The way it works is that you locate the supermarkets and retailers near you that participate with SavingStar such as CVS or King Soopers and you link your store cards with the app. Then, you sort through their list of coupons and select the ones you would like to load onto you card. The next time you go shopping and you purchase those specific items your coupons will be redeemed and your savings will accumulate onto the app. Once you reach the minimum of $5 you have the option of withdrawing your savings through PayPal, an Amazon gift card or a donation to American Forests.

It's very hard to save money and be frugal in this economy especially if you have kids but every little bit counts if you ask me.
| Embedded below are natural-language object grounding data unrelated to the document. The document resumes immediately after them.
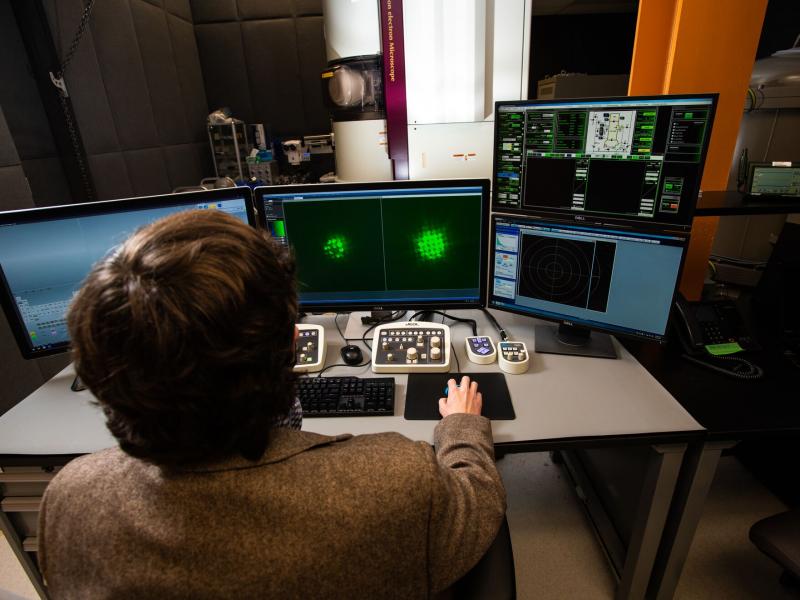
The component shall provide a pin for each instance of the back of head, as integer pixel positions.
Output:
(185, 336)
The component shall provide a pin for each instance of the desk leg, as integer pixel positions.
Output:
(695, 479)
(651, 513)
(30, 568)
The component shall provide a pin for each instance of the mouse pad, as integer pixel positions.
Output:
(425, 389)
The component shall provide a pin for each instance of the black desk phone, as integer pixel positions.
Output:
(712, 333)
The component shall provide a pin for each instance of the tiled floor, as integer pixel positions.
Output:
(557, 556)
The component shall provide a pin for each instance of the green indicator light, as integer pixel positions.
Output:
(335, 247)
(430, 245)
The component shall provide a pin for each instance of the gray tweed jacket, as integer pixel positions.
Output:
(371, 516)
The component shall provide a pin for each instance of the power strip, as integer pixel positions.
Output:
(411, 347)
(310, 348)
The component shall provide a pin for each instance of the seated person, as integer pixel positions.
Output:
(185, 335)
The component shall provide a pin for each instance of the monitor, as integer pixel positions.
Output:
(46, 253)
(629, 160)
(774, 179)
(383, 245)
(585, 278)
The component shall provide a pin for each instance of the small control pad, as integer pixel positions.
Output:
(480, 349)
(513, 357)
(310, 348)
(414, 346)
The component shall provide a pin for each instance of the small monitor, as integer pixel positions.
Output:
(382, 246)
(774, 179)
(46, 253)
(630, 159)
(585, 278)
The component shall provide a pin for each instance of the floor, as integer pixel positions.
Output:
(557, 555)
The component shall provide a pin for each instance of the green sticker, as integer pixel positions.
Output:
(723, 349)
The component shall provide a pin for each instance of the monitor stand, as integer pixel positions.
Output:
(572, 340)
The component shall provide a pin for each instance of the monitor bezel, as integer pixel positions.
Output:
(751, 172)
(86, 209)
(594, 218)
(483, 184)
(571, 321)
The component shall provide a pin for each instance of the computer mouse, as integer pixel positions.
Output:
(351, 355)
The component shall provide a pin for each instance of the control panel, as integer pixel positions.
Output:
(480, 349)
(513, 357)
(310, 348)
(411, 347)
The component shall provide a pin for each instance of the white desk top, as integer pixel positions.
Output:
(559, 397)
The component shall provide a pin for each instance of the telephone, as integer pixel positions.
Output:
(711, 333)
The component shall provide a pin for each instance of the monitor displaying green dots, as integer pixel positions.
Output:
(354, 245)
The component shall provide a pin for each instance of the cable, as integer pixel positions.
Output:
(490, 316)
(737, 366)
(471, 322)
(339, 329)
(458, 364)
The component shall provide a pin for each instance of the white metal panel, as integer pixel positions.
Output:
(447, 150)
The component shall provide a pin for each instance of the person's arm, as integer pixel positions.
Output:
(468, 500)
I like this app because it's straight to the point and does most of the work for you and pays you for it. Plus, a lot of the coupons are things that most people actually buy like fruits, cereal and things like ketchup and Ziploc bags. The e-book Extreme Savings and the SavingStar app are worth checking out.


----------



## cinisajoy (Mar 10, 2013)

Here is the link to the app. It is free.



As always check compatibility with your devices.


----------



## Seamonkey (Dec 2, 2008)

It says it is incompatible with my original Fire and my HDX 8.9" Fire.

I don't see this app in the Kindle App store.


----------



## Ann in Arlington (Oct 27, 2008)

The link above is for the Amazon app store but, no, it does not show as compatible with Fires. 

You might find it at 1Mobile . . . . .


----------



## 99Balloons (Apr 28, 2014)

Bummer. You could also download it in the Google Play store for android phones and iTunes for apple.


----------



## Ann in Arlington (Oct 27, 2008)

99Balloons said:


> Bummer. You could also download it in the Google Play store for android phones and iTunes for apple.


Generally, it's not a simple thing to get apps from Google Play onto a Fire. But if it's at 1Mobile it's pretty straightforward.


----------